Su piel estaba agrietada y amarillenta, sus fauces abiertas rodeadas de dientes chasqueantes del color del hueso.

No era de este mundo.

—Eso…

eso vino de la Prisión de los Dioses —gruñó el demonio, asombrado—.

¿Cómo?

Pero no había tiempo para preguntarse.

Ren se precipitó hacia adelante, sus manos ardiendo con poder.

Una luz blanca rodeada de destellos verdes brillantes y rayas oscuras, sus tres tonalidades de magia, iluminaron el templo como una tormenta de fuego sagrado.

Las liberó todas a la vez, sabiendo que la dejaría agotada, tal vez peor, pero tenía que intentarlo.

Esa cosa iba a devorar vivos a su Grifo y a Calisa.

Tenía que saber si su alma podía tocar incluso algo nacido de ese lugar maldito.

Si su magia podía domarlo.

La magia de Ren golpeó la piel cremosa del gusano, pero en lugar de debilitarlo, solo enfureció a la criatura.

La bestia se alzó, chillando mientras su cuerpo se retorcía hacia ella con una velocidad aterradora.

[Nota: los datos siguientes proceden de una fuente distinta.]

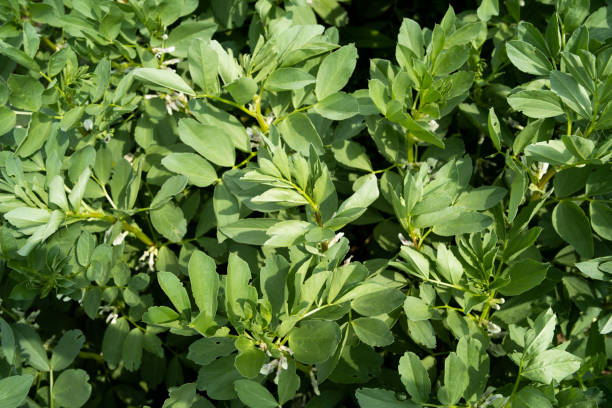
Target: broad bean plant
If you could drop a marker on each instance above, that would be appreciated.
(227, 203)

El dios demonio resopló, poco impresionado.

—Las bestias de ese reino solo obedecen a sus amos.

Tu magia es inútil contra ésta.

En un movimiento fluido, apartó a Ren de la trayectoria de su ataque y dio un paso adelante, levantando su báculo negro.

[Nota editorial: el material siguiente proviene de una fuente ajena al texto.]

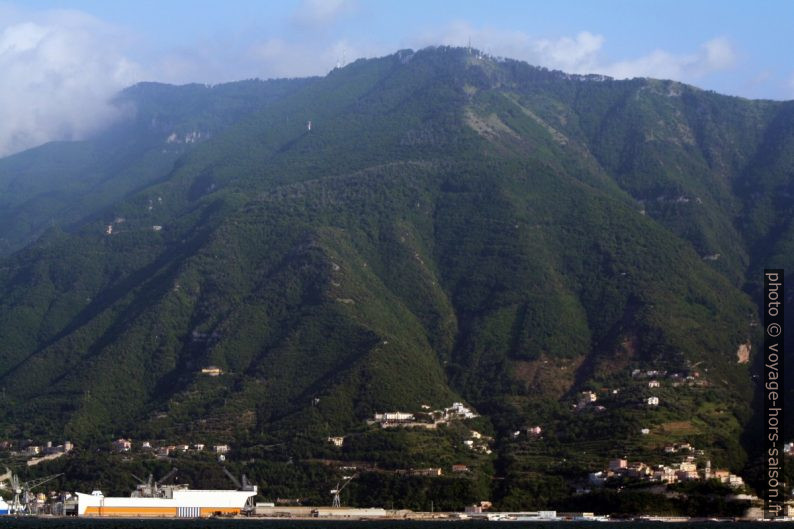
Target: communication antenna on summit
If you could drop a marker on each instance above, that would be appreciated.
(340, 63)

Con un crujido de magia antigua, lo golpeó contra el cráneo del gusano.

La criatura emitió un gemido ahogado antes de desplomarse, el impacto sacudiendo el suelo congelado.

Ogain se abalanzó, con las garras listas para desgarrar el cráneo del gusano y arrancarle el cerebro, pero el dios demonio dirigió su mirada al grifo, afilada y autoritaria.

—Detente.

Debemos devolverlo.

No se te permite hacer enojar a Elcasore.

Sacó un vial grabado con runas y susurró un hechizo.

La colosal criatura convulsionó, luego se encogió, reformándose con un siseo de humo ondulante.

En segundos, no era más grande que un ratón enroscado, lo suficientemente pequeño para que Calisa lo comiera sin notarlo, o tal vez como un aperitivo.

El demonio selló el vial con un movimiento de sus dedos.

Ren miró, sin palabras.

Esa cosa podría haberlos matado a todos, y él la había noqueado y embotellado como si no fuera más que una polilla.

—Vengan conmigo —dijo, ya girándose—.

Hay una grieta detrás de este templo.

Algo se está filtrando.

El Dios Demonio levantó su mano y abrió un portal translúcido.

La luz brilló como vidrio líquido mientras se ensanchaba, revelando un paisaje tenue al otro lado, neblinoso y distorsionado, como si la realidad estuviera luchando por mantener su forma.

Sin dudarlo, atravesaron el portal.

Lo que encontraron fue inquietante.

Detrás del templo, tallada en la tierra como una herida, se abría una brecha irregular que no había estado allí antes.

Incluso Saint Saga, que había vivido en este lugar sagrado más que cualquier alma viviente, parecía aturdido.

¿Cómo podía no haberla visto?

Pero no había volado por este camino desde la semana pasada.

—Si algo así existiera, lo habría sabido —susurró el hombre búho, con voz ronca de incredulidad.

Un extraño calor pulsaba desde la grieta, distorsionando el aire y derritiendo la nieve alrededor de su borde.

El vapor silbaba desde la piedra chamuscada, y el aire olía a ceniza y hierro.

Esto no era natural.

Algo del otro lado estaba tratando de atravesar.

El Dios Demonio entrecerró los ojos, su voz baja.

—Esto no es un desgarro.

Es una herida.

Y está creciendo.

El monstruo del otro lado puede escabullirse por aquí.